How to Ask Good Questions
An important part of any study is having a clear research question. The language of “research question” may seem intimidating for a little investigation about your congregation, but to be able to figure out what is going on in your community, you need to be precise about what you’re actually trying to uncover. But to think about what the research question is, first start with what the problem is.
To begin thinking through your topic to a research question, Wayne Booth, Gregory Colomb and Joseph Williams, the authors of The Craft of Research, suggest the following technique:
Finish the statement: “I am studying ____________ because I am trying to find out who/what/where/when/why/how ____________, in order to help my audience understand how _________________________.”
Often with research on the social world, there are a lot of competing issues and problems intertwined. One major place to look for topics and specific questions is through particular conflicts in your congregation. To understand research topics and questions in terms of congregational conflict let’s start by looking at a problem outlined in Penny Edgell Becker’s book Congregations in Conflict:
More generally, there was widespread dissatisfaction with the pastor’s interpersonal style, which was described as “cold” and “formal.” Some added “uncaring” to the list, while others were more apt to use phrases like, “he’s reserved” or “he’s a very private person.” One person, who supported the pastor throughout, nevertheless conceded that he, ‘makes people feel formal. He is not [pause] relaxed. I mean, I could never go to him for Christian advice or counseling.’ Others reported that ‘it’s hard to talk to him’ or said that he is ‘aloof, not personable.’ The pastor told a very different version of what was going on. He said that the congregation is inward-looking and complacent. Instead of worrying about children’s sermons, he felt they should spend more time talking about issues of peace and justice, especially those close to home, like racial equality in the village or poverty on Chicago’s West Side. He said that he had repeatedly tried to spark more interest in these kinds of issues, but it was frustrating, ‘like beating my head against a brick wall.’ (p. 77-78)
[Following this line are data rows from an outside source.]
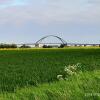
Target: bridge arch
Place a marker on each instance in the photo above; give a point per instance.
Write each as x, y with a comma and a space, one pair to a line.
59, 38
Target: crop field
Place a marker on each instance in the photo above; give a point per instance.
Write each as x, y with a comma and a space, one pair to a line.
30, 67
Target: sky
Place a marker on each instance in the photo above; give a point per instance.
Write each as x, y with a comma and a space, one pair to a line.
26, 21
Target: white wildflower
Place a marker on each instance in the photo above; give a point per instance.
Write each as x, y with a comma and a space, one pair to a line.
60, 77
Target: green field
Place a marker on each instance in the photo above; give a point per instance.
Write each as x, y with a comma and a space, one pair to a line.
28, 68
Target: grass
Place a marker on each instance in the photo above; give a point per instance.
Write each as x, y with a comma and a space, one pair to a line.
83, 86
31, 67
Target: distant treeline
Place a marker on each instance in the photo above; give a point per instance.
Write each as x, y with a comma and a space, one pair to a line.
8, 45
13, 46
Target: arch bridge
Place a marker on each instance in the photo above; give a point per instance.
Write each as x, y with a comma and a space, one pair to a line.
43, 38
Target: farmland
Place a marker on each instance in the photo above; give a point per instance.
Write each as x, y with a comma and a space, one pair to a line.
32, 67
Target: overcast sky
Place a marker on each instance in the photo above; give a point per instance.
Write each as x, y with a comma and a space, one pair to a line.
25, 21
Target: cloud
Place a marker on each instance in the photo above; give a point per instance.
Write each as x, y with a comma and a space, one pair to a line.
48, 11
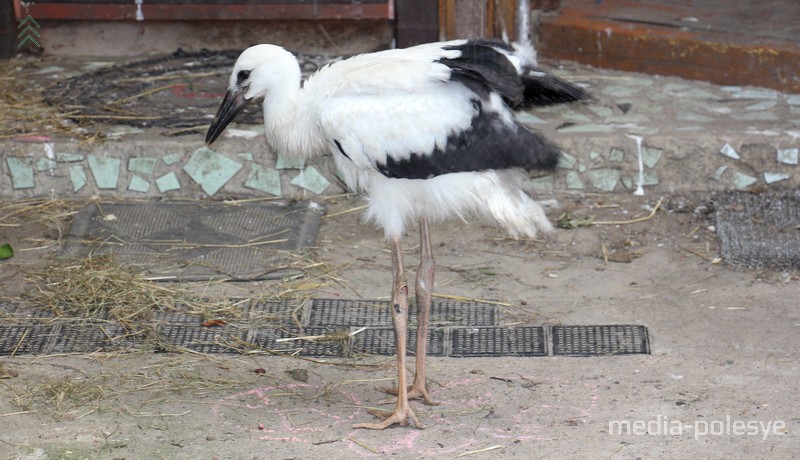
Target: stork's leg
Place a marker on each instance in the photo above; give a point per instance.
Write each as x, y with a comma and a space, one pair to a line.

From this brief outline of some of the congregational conflicts plaguing this church, a few things are clear. First, there are obvious communication problems between the laity and the pastor. The pastor’s interpersonal style is misunderstood as being uncaring, while the pastor thinks that the congregation is focused on unimportant matters. There is, at some level, a misunderstanding of what “church” is. The congregants appear to need pastoral care and support, but feel the pastor is unable to provide that. The pastor sees church as a place to advocate for peace and justice issues. Both issues — pastoral care and congregational outreach — are valid understanding of a role of a congregation, but unpacking these understandings may allow this congregation to gain understanding and common ground, creating space for healing.
In our case, we might say the following: “I am studying the what the members of the church community understand the purpose of church to be, because I am trying to figure out where the disagreements within the congregation are coming from, in order to help my audience [the congregation] understand how to overcome those problems.”